I have input dataframe as below with id, app, and customer
Input dataframe
+--------------------+-----+---------+ | id|app |customer | +--------------------+-----+---------+ |id1 | fw| WM | |id1 | fw| CS | |id2 | fw| CS | |id1 | fe| WM | |id3 | bc| TR | |id3 | bc| WM | +--------------------+-----+---------+ Expected output
Using pivot and aggregate - make app values as column name and put aggregated customer names as list in the dataframe
Expected dataframe
+--------------------+----------+-------+----------+ | id| bc | fe| fw | +--------------------+----------+-------+----------+ |id1 | 0 | WM| [WM,CS]| |id2 | 0 | 0| [CS] | |id3 | [TR,WM] | 0| 0 | +--------------------+----------+-------+----------+ What have i tried ?
val newDF = df.groupBy("id").pivot("app").agg(expr("coalesce(first(customer),0)")).drop("app").show()

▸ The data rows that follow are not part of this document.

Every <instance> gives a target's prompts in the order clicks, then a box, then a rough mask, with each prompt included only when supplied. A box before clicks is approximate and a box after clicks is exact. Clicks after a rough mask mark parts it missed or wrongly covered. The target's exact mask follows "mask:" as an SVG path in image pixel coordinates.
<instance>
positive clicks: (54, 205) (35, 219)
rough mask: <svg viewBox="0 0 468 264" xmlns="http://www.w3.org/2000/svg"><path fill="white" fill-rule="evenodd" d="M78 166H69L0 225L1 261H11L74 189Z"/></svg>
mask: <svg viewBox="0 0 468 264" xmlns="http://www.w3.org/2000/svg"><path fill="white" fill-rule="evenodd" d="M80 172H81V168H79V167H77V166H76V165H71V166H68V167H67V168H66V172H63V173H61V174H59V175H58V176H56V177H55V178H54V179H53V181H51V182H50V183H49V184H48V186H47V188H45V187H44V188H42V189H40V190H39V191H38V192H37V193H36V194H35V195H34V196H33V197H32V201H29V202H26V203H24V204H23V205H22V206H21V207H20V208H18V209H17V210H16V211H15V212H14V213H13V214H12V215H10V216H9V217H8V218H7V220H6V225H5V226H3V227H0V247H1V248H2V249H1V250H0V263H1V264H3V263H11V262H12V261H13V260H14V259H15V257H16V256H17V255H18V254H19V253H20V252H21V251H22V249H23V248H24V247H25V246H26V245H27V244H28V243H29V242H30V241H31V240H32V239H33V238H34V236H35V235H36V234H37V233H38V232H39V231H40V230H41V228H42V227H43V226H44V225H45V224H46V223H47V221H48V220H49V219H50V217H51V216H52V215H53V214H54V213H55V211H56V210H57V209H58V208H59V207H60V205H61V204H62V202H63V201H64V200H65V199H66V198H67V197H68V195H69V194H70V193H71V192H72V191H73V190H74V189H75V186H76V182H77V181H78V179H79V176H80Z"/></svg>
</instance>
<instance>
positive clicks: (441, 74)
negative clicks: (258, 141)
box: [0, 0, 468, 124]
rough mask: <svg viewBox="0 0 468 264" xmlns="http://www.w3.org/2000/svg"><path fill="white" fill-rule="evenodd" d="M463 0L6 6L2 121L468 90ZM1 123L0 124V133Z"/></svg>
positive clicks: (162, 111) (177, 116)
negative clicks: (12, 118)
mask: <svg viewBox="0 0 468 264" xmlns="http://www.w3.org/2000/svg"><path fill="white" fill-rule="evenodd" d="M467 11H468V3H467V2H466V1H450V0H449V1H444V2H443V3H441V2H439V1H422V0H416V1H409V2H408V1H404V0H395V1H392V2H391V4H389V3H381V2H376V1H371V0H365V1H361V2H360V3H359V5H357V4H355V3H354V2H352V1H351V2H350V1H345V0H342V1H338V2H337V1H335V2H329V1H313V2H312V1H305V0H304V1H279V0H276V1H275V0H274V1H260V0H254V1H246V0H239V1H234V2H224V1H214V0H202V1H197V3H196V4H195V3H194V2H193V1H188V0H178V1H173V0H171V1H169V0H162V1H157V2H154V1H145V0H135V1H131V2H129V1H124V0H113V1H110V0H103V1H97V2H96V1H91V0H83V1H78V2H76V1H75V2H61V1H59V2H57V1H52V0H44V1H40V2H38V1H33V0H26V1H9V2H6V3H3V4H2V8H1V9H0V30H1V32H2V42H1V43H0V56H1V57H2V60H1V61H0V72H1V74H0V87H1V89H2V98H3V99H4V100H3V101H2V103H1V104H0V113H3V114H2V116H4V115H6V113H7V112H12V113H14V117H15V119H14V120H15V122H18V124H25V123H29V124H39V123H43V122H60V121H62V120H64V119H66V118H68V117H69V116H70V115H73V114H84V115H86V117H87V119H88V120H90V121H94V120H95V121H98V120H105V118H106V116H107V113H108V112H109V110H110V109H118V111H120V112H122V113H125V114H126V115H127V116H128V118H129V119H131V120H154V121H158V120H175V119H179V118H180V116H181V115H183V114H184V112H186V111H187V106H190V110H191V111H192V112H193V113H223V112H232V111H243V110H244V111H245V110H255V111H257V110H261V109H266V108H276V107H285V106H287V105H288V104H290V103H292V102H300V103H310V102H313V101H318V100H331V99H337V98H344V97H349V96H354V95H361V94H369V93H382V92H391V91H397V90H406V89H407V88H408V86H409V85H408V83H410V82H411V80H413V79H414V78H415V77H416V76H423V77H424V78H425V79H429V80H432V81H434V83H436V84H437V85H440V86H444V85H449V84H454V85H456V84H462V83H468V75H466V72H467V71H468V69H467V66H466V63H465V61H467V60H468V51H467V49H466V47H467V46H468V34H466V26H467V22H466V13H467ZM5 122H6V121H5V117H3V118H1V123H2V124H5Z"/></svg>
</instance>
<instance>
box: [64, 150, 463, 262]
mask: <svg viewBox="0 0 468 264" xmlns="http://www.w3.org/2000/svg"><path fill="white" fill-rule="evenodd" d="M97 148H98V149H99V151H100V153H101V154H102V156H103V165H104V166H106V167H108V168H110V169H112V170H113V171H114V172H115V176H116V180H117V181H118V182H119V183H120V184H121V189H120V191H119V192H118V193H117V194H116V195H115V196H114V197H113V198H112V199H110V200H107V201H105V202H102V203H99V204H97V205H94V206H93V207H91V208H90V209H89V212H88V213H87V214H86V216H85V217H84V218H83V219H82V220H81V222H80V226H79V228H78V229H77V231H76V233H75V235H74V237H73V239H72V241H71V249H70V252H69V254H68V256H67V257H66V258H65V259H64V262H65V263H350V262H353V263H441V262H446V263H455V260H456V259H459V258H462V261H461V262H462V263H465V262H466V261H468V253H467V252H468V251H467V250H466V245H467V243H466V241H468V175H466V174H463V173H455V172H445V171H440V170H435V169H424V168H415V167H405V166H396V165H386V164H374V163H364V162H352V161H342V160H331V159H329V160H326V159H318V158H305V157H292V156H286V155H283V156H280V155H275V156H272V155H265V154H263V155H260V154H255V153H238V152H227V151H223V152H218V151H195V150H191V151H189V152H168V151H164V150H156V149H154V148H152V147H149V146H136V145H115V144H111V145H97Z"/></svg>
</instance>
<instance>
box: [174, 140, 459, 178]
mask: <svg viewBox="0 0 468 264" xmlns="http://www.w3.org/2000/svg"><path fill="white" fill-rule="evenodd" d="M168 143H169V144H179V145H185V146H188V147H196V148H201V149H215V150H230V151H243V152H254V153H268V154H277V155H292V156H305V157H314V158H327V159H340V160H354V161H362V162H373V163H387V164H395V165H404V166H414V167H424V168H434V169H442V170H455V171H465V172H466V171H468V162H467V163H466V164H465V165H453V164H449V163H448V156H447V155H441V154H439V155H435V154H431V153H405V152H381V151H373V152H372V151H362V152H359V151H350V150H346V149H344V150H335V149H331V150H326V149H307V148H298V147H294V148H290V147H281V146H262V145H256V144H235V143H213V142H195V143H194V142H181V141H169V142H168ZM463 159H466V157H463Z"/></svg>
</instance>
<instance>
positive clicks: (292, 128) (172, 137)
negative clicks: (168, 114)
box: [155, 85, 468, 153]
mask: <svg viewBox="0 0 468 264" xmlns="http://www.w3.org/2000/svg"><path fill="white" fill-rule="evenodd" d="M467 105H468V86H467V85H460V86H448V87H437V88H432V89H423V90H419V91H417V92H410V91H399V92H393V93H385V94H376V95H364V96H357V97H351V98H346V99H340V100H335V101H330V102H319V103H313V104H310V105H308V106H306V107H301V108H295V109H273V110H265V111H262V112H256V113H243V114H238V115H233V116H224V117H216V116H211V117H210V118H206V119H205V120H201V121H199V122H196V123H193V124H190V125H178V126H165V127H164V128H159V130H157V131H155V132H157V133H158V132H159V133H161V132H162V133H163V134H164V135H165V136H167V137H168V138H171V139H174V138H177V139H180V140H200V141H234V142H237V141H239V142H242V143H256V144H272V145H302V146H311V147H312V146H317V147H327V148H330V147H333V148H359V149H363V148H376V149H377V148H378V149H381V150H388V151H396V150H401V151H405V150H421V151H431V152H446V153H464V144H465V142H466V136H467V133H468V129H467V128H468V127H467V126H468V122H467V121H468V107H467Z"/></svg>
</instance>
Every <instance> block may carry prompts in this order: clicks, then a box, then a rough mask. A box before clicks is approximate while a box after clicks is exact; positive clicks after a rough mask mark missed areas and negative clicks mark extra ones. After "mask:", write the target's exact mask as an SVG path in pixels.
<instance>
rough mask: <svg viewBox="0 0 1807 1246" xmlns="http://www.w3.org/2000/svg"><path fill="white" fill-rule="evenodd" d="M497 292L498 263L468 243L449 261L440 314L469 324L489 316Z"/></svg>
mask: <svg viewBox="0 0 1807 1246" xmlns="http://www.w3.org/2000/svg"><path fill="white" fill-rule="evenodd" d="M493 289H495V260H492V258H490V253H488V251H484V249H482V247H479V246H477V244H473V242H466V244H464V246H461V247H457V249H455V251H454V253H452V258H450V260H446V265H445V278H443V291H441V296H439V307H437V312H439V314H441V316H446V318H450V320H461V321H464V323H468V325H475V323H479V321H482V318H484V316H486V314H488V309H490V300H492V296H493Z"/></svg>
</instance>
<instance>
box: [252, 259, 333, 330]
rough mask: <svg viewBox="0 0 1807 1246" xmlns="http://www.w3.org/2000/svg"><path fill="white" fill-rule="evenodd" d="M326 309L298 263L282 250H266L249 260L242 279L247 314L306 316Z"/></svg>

+--------------------+-----+-------+------+ | id|bc | fe| fw| +--------------------+-----+-------+------+ |id1 | 0 | WM| WM| |id2 | 0 | 0| CS| |id3 | TR | 0| 0| +--------------------+-----+-------+------+ Issue : In my query , i am not able to get the list of customer like [WM,CS] for "id1" under "fw" (as shown in expected output) , only "WM" is coming. Similarly, for "id3" only "TR" is appearing - instead a list should appear with value [TR,WM] under "bc" for "id3"
Need your suggestion to get the list of customer under each app respectively.